1

I'm compiling the following code:

#include <stdlib.h>
#include <string.h>
int main(int argc, char **argv)
{
    unsigned int i=atoi(argv[1]);
    unsigned int n=atoi(argv[2]);
    unsigned int r=0;
    unsigned int iter=0;

    while(i<n)
    {
        iter++;
        if (r>0) { i=0; r--; }
        else     { i++;      }
    }
    return iter;
}

with

$ clang -O3 -c -emit-llvm file.c -o file.bc
$ llvm-dis file.bc -o file.ll

And when I inspect the resulting *.ll file I'm pleasantly surprised, because the entire code shrinks down to:

; Function Attrs: nounwind uwtable
define dso_local i32 @main(i32 %argc, i8** nocapture readonly %argv) local_unnamed_addr #0 {
entry:
  %arrayidx = getelementptr inbounds i8*, i8** %argv, i64 1
  %0 = load i8*, i8** %arrayidx, align 8, !tbaa !2
  %call.i = tail call i64 @strtol(i8* nocapture nonnull %0, i8** null, i32 10) #2
  %conv.i = trunc i64 %call.i to i32
  %arrayidx1 = getelementptr inbounds i8*, i8** %argv, i64 2
  %1 = load i8*, i8** %arrayidx1, align 8, !tbaa !2
  %call.i12 = tail call i64 @strtol(i8* nocapture nonnull %1, i8** null, i32 10) #2
  %conv.i13 = trunc i64 %call.i12 to i32
  %2 = icmp ugt i32 %conv.i13, %conv.i
  %3 = select i1 %2, i32 %conv.i13, i32 %conv.i
  %4 = sub i32 %3, %conv.i
  ret i32 %4
}

Which essentially means: return (n>i)?(n-i):0 Is there anyway I can translate optimized bitcode back to C source?

OrenIshShalom
  • 5,974
  • 9
  • 37
  • 87
  • https://stackoverflow.com/a/29183452/5218277 – Alex Lop.

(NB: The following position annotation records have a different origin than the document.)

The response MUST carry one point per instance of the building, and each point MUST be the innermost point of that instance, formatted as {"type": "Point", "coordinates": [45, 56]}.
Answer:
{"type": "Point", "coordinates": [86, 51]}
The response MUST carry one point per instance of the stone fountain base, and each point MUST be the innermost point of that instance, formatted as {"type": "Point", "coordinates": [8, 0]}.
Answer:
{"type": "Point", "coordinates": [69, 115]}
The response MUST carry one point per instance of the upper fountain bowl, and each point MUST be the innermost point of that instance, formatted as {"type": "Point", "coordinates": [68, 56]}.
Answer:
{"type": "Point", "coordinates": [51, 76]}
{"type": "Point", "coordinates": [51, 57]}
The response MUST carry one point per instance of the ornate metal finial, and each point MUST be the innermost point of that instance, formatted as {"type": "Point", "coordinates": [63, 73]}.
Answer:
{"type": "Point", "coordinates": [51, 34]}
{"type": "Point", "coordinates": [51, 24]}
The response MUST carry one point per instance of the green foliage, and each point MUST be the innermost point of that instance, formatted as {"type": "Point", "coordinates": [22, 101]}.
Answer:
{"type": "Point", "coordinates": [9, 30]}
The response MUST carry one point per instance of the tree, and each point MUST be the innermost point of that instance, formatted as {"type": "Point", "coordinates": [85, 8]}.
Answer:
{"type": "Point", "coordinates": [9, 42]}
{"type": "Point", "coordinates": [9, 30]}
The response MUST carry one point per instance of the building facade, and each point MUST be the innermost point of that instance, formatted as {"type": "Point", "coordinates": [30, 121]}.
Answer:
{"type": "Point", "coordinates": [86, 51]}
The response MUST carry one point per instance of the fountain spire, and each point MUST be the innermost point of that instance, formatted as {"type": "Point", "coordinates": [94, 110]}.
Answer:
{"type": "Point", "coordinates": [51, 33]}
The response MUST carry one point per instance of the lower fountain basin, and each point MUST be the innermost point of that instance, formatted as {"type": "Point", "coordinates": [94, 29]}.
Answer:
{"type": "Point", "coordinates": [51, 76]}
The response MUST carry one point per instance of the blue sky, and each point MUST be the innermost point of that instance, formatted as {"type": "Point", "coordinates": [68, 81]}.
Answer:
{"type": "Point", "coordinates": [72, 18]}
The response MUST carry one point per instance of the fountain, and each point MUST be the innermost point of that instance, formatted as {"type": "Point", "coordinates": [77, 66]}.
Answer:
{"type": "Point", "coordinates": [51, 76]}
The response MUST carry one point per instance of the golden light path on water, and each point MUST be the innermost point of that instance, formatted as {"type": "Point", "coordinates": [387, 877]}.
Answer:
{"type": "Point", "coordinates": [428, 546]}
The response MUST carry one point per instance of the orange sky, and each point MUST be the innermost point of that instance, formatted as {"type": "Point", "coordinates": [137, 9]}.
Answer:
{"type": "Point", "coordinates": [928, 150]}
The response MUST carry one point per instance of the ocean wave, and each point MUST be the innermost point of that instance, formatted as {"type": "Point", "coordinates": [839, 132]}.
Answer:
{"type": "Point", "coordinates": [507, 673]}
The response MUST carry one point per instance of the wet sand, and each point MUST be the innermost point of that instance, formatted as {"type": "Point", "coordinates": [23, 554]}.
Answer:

May 20 '20 at 10:48
  • Why were you surprised? `iter` is never used and identical to `i` so `iter` is compiled out, `r > 0` is always `false`, so the whole `if (r>0) { i=0; r--; }` is compiled out. Thus you are left with `i=0; while (i < n) i++; return i;` which is `return (n>i)?(n-i):0` – Alex Lop. May 20 '20 at 10:53
  • @AlexLop. the entire loop was cancelled. – OrenIshShalom May 20 '20 at 10:57
  • Yes, sometimes the compilers do a great job. Your loop actually said, let's start incrementing `i` by 1 each loop iteration until it equals `n` ==> `n-i` – Alex Lop. May 20 '20 at 11:02
  • I don't know if there's a tool that can decompile .ll files, but you could try using [Ghidra](https://ghidra-sre.org/) and decompile the final binary instead. If you haven't stripped the symbols, the output should be quite readable. – Felix G May 20 '20 at 11:19
  • @FelixG the link is broken, and google-ing it didn't help. It looks like access to source codeis blocked or something. – OrenIshShalom May 20 '20 at 13:18
  • @OrenIshShalom that's strange, the link works perfectly fine for me. Maybe it's blocked in your country, because it's a reverse engineering tool? If you have access to GitHub you can try the [Ghidra repository](https://github.com/NationalSecurityAgency/ghidra) instead. – Felix G May 20 '20 at 13:44

1 Answers1

1

You can try llvm-cbe. Maybe it will be suitable for you.

Anyway, llvm-cbe was removed from llvm upstream, due it was not working good as I know :D

Maybe retdec is usable somehow, due it is based on llvm, but not sure.